Tonality is definitely not intended. The music is often dissonant, though moving around “local center pitches”. Intense, organized, though without obvious harmonic ordering / course of action. Breathing, more waves, jointly carried by percussion and solo flute, brass trying to control the disorder, rhythms running in the background. Tiny, tonal fragments, drowning in extended rhythmic, dissonant bashing. Finally, the music is retracting into a distant nature scenery, and into a ppp, while the flute is whispering overtones that reminded me of a Ranz des Vaches.


Another strong piece of music, certainly highly challenging and virtuosic for the solo flute. Coherent and compelling, though not nearly as pictorial and imaginative to the first-time listener as the first two compositions in this concert.

Overall Rating: ★★★★½

Oscar Bianchi: “Exordium” for Symphonic Orchestra (2016)

The Composer

Oscar Bianchi was born 1975 in Milan. He is dual Italian and Swiss citizen and currently lives in Berlin. He did his studies as composer in Milan, New York, and Paris (at the IRCAM, the Institut de Recherche et Coordination Acoustique/Musique). The booklet quotes the composer with “I’m dreaming of a music that is talking in contemporary language to all centers of the body, and which enables people to understand their existence”. In his music, Bianchi fancies virtuosity and experimenting (e.g., through new and experimental instruments). The booklet also mentions other traits in Bianchi’s compositions: ornamented vocal lines, mysterious or melancholic moods.

The Work

The title of Exordium” for Symphonic Orchestra (2016) is a term from the theory of rhetoric, meaning the introductory portion of an oration, the portion which lays out the purpose of a discourse, with the intent to make the audience predisposed to believing the speaker’s arguments. The composition was commissioned by the Orchestra della Svizzera Italiana (OSI), and Bianchi also understood Exordium as a fresh start in the cooperation with the OSI. At the same time, it forms a new approach in the composer’s writing for orchestra.

In the interview, Oscar Bianchi explained that this is the first piece in a series (hence the title Exordium). With this piece, the composer wanted to develop a new approach to orchestral writing “from scratch”, in translating his auditive experiences / impressions into music.

The Performance / The Music

Penetrating and dissonant chords / tones from the high woodwinds, alternating with crackling noises. An abstract form of (very slow) breathing? Shooting / shattering noises from the percussion (war scenes??). Strong, rumbling noises under ear-piercing tones—tinnitus? The fear of deafness? Ascending glissandi, banging on wood, eruptive sounds from the brass section. A very rich soundscape, for sure!


Another piece leaving strong impressions. Multi-faceted, lively, imaginative, never even remotely boring or monotonous.

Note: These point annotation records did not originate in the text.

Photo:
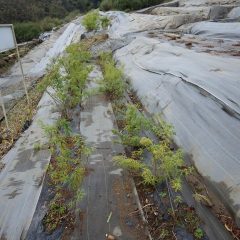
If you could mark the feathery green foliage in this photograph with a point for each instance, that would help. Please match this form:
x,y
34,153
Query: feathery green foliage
x,y
165,163
67,77
94,21
112,83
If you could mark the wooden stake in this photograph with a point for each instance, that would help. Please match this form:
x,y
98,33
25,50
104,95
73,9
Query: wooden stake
x,y
21,67
4,110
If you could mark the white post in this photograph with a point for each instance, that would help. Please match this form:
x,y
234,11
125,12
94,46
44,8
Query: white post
x,y
20,63
4,110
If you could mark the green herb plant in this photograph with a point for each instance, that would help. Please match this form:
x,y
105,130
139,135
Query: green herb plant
x,y
94,21
112,83
67,77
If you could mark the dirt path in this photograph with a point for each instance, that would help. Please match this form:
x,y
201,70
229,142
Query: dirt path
x,y
109,199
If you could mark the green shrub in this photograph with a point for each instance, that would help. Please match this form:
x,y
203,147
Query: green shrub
x,y
112,84
48,23
27,31
106,5
91,20
165,164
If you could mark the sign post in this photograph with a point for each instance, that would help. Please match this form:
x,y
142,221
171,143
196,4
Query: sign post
x,y
4,110
7,42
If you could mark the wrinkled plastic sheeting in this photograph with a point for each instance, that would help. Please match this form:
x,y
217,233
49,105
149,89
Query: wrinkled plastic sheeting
x,y
235,13
188,3
22,177
224,30
59,46
199,94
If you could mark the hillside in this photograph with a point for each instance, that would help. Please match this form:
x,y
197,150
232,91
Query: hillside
x,y
33,10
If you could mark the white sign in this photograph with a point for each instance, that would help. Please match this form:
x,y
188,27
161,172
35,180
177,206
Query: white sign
x,y
6,38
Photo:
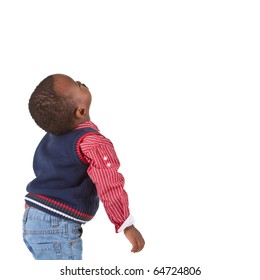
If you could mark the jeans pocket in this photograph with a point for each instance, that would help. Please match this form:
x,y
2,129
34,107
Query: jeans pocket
x,y
25,215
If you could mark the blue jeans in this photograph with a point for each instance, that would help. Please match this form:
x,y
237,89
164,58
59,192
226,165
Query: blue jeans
x,y
51,238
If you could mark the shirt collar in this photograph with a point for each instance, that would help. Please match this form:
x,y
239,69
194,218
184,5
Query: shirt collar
x,y
88,124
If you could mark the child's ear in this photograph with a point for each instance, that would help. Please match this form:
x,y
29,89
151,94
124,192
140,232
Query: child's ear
x,y
80,113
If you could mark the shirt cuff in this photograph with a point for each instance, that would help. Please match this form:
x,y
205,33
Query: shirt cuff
x,y
127,223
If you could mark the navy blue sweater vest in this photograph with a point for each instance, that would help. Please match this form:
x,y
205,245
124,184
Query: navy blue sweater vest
x,y
62,186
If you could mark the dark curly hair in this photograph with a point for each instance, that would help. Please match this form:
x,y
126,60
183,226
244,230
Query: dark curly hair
x,y
52,112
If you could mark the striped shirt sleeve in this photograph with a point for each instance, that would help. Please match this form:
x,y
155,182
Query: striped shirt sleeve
x,y
103,171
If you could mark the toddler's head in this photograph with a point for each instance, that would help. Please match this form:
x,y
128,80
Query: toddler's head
x,y
59,103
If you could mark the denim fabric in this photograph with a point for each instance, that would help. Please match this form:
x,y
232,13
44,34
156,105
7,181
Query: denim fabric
x,y
51,238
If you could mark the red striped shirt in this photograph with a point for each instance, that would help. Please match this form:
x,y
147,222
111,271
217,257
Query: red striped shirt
x,y
103,171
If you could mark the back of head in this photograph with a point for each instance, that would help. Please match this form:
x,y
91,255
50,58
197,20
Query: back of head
x,y
52,112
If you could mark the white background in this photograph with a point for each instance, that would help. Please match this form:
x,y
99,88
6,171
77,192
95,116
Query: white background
x,y
175,86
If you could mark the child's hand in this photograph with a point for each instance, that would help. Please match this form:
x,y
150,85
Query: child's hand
x,y
135,238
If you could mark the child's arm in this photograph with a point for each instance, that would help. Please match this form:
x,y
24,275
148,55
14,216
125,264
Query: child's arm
x,y
135,238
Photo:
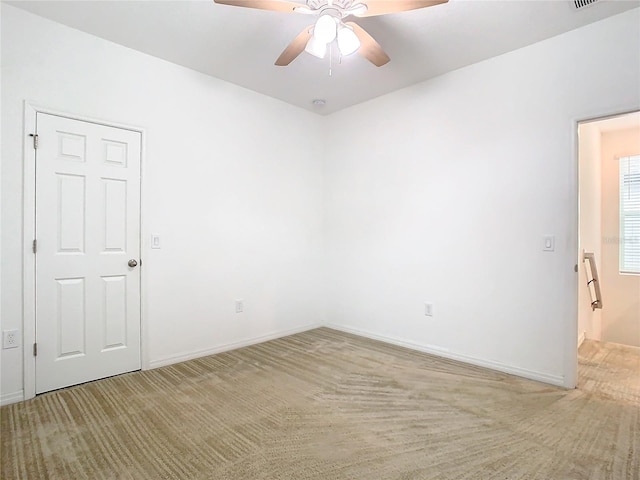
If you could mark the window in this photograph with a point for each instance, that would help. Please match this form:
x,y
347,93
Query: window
x,y
630,214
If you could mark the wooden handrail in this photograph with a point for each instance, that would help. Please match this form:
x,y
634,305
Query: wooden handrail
x,y
594,282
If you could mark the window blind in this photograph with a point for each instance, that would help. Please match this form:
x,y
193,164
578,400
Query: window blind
x,y
630,214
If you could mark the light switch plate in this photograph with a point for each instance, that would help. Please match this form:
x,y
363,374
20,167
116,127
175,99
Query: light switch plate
x,y
549,243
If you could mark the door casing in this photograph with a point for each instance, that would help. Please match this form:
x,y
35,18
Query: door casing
x,y
28,231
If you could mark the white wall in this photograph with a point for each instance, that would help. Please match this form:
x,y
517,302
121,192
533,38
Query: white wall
x,y
442,193
444,190
590,191
620,292
232,183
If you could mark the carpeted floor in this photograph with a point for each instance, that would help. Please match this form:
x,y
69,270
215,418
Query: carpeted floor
x,y
325,405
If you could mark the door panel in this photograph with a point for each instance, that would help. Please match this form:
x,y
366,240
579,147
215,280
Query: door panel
x,y
87,227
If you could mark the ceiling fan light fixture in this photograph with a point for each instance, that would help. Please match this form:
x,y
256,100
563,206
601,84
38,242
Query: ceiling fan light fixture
x,y
348,42
316,48
325,29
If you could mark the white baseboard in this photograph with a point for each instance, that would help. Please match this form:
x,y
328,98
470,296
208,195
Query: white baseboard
x,y
581,338
183,357
557,380
7,398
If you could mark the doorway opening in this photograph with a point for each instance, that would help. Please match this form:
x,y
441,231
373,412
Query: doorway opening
x,y
609,238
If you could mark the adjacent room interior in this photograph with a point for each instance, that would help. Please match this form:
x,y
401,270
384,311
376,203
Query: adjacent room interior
x,y
324,269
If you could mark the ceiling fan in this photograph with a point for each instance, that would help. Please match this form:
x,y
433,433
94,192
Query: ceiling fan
x,y
330,25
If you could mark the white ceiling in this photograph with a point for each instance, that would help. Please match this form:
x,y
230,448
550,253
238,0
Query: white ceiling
x,y
239,45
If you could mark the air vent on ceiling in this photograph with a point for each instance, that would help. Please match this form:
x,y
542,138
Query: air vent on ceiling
x,y
582,3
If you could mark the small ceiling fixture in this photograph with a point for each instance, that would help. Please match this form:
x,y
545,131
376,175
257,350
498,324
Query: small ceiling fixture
x,y
330,25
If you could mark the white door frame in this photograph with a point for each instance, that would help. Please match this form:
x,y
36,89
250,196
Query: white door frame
x,y
571,325
28,235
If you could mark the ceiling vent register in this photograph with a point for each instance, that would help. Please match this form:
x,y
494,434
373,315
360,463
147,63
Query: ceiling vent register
x,y
583,3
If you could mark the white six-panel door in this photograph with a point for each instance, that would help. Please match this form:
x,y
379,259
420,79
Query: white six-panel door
x,y
87,230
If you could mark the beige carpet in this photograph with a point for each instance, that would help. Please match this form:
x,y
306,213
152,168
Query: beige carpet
x,y
325,405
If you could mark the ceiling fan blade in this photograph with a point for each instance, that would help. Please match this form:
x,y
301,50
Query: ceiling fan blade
x,y
273,5
295,48
369,48
382,7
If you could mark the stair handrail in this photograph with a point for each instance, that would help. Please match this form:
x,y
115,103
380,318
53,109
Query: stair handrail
x,y
593,282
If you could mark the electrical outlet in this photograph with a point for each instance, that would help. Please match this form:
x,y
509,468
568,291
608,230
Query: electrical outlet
x,y
10,339
428,309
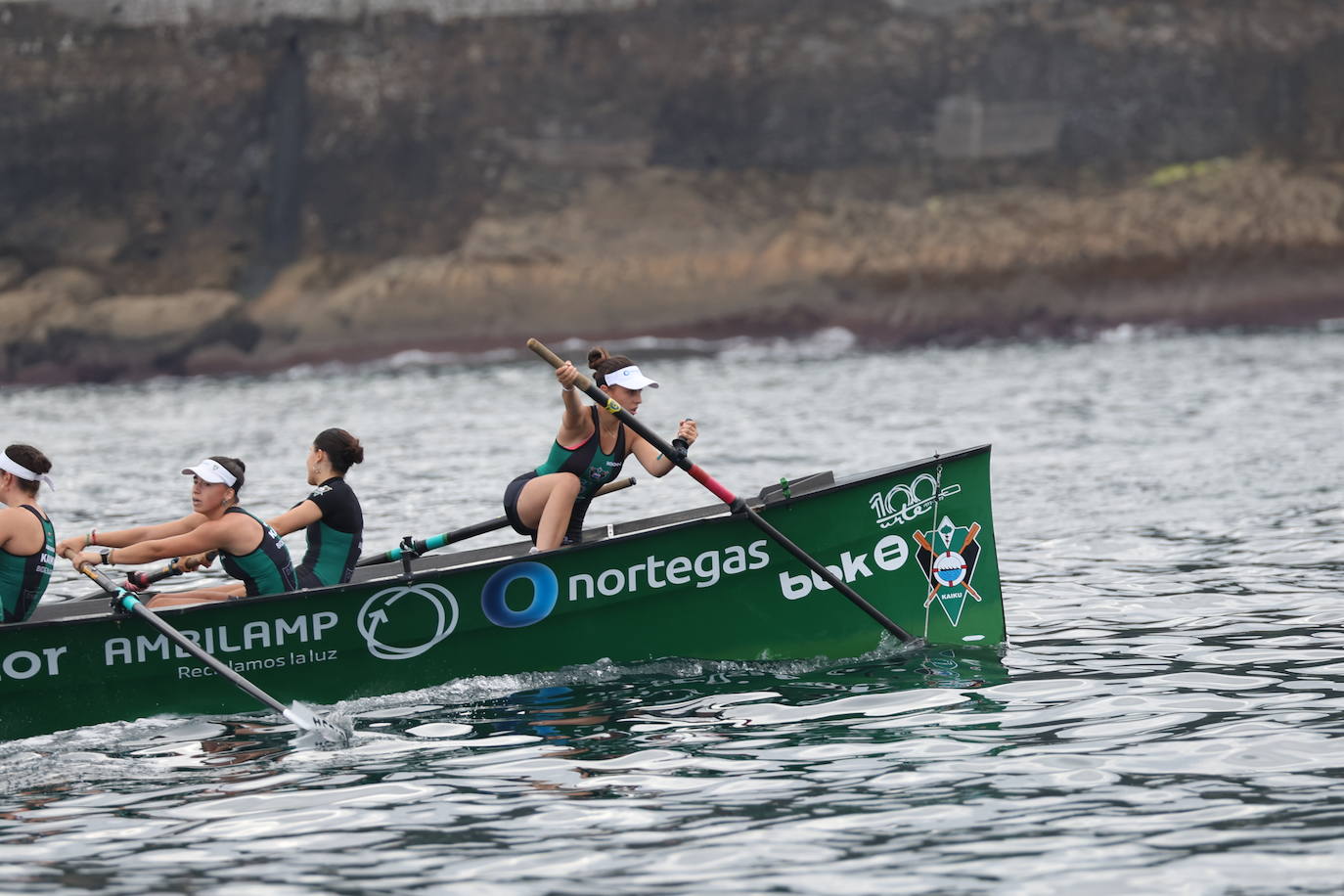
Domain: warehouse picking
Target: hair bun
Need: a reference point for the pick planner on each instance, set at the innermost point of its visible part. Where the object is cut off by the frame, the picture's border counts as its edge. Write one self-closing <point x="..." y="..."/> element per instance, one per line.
<point x="597" y="355"/>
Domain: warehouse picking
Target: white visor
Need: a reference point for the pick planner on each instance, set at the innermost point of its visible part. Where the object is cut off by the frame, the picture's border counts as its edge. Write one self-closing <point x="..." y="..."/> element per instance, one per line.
<point x="629" y="378"/>
<point x="210" y="471"/>
<point x="10" y="465"/>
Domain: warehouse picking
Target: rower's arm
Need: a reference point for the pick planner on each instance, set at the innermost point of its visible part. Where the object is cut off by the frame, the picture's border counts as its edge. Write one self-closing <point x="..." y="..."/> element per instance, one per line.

Overall, though, (again) not quite as catchy and strongly narrative as the compositions by Piotr Roemer and Cécile Marti.

Overall Rating: ★★★★½


In its strength (rather: the strength of the impressions on the listener), this concert (especially in the first half) reminded me of the mind-blowing experience of my first encounter with the orchestra in Zurich, on 2015-10-05: excellent music in an excellent performance! And I very much liked the atmosphere, the venue, the spirit of the event!